Dante’s mouth fell open. “Dozens?”
“At least.” Faolan pursed his lips. “And almost without exception, they’re also homeless kids.”
“That can’t be a coincidence.”
“I don’t think so either,” Faolan said. “But I have no idea how someone could start spawning wizards.”
“I don’t either,” Dante said. “Any idea where this all began?”
“The reports are so scattered, it’s hard to pin down a timeline.”
Dante arched an eyebrow. “You’re saying you don’t know? I’m not sure I’ve ever heard you say those words before.”
Faolan chuckled. “I don’t know yet, but I will. We’re trying to work backwards, but like I said, our information isn’t good.”
“I’ll start looking into it.”
Faolan opened his mouth to object.
“I have some, um, free time on my hands recently, what with someone else managing the day-to-day business.” Dante forced a smile. “Besides, I’m responsible for all three regions now. And didn’t you say we’re stretched thin?”
“Well, yes, but—”
“I’m open to other ideas if you have any.”
Faolan thought for a moment, then closed his mouth and shook his head.
“I know I don’t need to ask—” Dante started.
“I’ll make sure the queen mother and her family are well looked after,” Faolan said.
“Should I make you some road-trip playlists?” Faolan asked through a smile.
Dante shook his head. “No, but I’ll take some weapons.” He thought for a moment, then added, “and some tokens of favor.”
Dante nodded at the map. “If your reports are even just half right, that’s more than a thousand changeling kids missing. Combine that with the sudden explosion of mortals skilled in the craft, and we have something potentially world changing going on.”
“That’s why I called you in,” Faolan said.
Dante sighed and ran his fingers through his long blond hair. “I’m sorry it took me so long to get here.”
“You were otherwise occupied.” Faolan patted his shoulder. “It’s been a hard six months for all of us. Besides, when I first mentioned it, I only knew Donovan wasn’t responding to any court messages. The time gave me a chance to collect what you’re looking at now.”

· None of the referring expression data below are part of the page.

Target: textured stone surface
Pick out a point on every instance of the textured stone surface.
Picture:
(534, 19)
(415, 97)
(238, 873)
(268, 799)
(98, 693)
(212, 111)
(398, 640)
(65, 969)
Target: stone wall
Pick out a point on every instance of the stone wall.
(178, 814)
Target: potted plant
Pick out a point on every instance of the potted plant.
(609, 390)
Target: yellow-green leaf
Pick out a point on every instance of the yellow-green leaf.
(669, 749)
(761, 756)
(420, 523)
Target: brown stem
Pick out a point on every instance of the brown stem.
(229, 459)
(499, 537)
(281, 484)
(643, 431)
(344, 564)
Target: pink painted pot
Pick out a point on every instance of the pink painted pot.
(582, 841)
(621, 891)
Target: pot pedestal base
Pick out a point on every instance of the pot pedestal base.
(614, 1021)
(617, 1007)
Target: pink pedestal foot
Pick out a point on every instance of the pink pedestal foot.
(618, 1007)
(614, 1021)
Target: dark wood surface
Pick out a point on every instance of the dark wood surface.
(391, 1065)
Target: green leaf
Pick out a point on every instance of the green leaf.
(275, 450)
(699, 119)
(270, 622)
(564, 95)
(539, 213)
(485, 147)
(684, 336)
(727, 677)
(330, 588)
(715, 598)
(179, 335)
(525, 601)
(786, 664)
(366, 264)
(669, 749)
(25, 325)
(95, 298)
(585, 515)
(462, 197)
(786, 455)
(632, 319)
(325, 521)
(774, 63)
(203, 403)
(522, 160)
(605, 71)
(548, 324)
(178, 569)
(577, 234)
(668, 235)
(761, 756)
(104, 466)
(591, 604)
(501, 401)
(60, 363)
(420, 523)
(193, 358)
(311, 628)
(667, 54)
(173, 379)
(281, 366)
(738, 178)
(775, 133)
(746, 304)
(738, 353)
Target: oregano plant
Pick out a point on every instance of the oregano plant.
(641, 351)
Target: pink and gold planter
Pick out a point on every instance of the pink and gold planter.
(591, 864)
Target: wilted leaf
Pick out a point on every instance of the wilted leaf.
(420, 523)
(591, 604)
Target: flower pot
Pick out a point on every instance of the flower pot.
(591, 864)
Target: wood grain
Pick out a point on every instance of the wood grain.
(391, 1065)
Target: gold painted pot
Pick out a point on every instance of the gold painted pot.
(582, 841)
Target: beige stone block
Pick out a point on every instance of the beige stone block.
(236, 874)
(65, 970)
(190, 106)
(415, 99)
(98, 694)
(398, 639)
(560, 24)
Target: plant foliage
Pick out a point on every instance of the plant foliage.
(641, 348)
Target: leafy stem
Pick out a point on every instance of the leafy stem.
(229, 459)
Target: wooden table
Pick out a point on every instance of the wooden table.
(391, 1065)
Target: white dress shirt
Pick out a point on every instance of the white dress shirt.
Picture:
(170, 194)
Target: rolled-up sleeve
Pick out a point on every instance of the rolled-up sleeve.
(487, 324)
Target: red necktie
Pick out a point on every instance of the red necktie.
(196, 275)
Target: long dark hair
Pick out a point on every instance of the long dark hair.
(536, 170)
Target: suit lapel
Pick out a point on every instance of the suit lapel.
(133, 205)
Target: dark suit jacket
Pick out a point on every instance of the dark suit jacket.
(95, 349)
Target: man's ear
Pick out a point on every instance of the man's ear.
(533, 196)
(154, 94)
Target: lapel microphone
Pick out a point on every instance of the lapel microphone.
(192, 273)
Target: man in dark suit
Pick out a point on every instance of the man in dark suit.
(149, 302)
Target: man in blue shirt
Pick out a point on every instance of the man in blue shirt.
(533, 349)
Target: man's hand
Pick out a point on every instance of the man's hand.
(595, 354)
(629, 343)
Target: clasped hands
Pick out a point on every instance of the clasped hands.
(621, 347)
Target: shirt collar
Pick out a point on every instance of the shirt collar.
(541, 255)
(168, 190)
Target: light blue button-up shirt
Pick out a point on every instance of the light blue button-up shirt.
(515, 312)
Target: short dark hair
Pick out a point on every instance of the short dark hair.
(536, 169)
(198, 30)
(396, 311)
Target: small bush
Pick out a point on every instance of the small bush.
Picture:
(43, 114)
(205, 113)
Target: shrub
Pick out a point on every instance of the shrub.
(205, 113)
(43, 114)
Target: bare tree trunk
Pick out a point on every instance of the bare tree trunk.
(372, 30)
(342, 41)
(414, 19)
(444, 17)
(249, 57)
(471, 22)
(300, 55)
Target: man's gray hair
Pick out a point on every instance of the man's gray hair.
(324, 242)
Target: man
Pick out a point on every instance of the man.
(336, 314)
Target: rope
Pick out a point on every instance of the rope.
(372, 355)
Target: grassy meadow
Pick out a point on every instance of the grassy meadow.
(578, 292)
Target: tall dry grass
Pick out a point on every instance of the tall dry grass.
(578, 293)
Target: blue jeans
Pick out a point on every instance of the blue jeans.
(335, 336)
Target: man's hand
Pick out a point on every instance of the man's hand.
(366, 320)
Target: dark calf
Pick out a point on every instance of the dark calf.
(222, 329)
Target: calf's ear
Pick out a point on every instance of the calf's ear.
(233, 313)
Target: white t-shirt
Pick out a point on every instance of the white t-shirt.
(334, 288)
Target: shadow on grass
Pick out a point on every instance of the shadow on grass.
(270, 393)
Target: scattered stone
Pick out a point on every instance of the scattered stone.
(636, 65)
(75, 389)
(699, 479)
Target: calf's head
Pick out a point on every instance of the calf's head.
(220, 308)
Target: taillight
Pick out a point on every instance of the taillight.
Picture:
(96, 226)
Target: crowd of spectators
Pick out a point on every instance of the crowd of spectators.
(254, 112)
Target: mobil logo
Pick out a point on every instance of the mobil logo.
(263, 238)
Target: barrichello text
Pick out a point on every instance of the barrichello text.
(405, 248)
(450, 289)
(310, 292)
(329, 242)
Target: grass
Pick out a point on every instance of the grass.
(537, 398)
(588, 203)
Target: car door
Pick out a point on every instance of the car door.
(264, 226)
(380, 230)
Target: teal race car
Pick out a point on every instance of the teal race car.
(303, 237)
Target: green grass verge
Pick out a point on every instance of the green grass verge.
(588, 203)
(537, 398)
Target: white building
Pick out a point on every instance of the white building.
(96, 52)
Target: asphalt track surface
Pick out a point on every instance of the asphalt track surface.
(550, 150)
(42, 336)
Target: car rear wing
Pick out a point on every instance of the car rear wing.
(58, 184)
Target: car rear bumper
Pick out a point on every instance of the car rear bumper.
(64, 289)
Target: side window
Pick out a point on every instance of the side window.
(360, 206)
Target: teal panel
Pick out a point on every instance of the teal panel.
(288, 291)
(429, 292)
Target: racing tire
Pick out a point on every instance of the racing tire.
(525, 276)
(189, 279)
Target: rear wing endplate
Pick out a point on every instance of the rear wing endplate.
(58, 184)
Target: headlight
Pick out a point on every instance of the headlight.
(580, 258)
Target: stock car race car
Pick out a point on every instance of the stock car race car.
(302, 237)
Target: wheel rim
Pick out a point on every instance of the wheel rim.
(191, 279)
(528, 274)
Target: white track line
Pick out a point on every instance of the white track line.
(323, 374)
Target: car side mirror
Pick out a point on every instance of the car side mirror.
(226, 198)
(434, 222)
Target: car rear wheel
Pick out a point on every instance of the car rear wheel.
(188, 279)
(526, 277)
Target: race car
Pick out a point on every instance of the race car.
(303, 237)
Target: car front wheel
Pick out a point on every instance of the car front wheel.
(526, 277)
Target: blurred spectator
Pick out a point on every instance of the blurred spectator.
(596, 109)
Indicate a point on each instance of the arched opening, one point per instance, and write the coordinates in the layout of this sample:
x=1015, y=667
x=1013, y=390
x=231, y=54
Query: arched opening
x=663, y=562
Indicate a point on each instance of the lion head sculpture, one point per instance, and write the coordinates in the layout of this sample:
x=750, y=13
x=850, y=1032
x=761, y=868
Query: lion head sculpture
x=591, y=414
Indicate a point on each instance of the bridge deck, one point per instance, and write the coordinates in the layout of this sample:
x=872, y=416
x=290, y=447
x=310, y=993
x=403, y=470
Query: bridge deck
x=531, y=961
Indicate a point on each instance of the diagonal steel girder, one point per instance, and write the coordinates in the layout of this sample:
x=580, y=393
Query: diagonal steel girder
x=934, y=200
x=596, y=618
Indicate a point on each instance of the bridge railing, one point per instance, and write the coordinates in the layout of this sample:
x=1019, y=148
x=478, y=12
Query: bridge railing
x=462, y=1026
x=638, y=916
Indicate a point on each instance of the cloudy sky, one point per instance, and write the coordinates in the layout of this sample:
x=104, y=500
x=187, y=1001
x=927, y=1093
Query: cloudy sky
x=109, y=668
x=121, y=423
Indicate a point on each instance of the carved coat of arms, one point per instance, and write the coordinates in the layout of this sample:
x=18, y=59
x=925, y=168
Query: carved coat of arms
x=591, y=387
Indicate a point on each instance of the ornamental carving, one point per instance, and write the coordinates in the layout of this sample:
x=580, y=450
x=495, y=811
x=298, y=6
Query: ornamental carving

Dante looked at the map, imaging the faces of the countless children who were lost and forgotten. “Even so, how many of these disappearances could we have prevented if I’d become involved sooner?”
“With all due respect,” Faolan said, “this isn’t your fault or responsibility. You had your hands more than full with the Cruinnigh and the aftermath of a failed insurrection. On top of that, we just didn’t know.”
Dante could see the weight of responsibility settling in behind Faolan’s blue eyes. “No, but we should have.”
Faolan sighed. “Well, I can’t argue with that.”
“So let’s make sure there are no more pins.”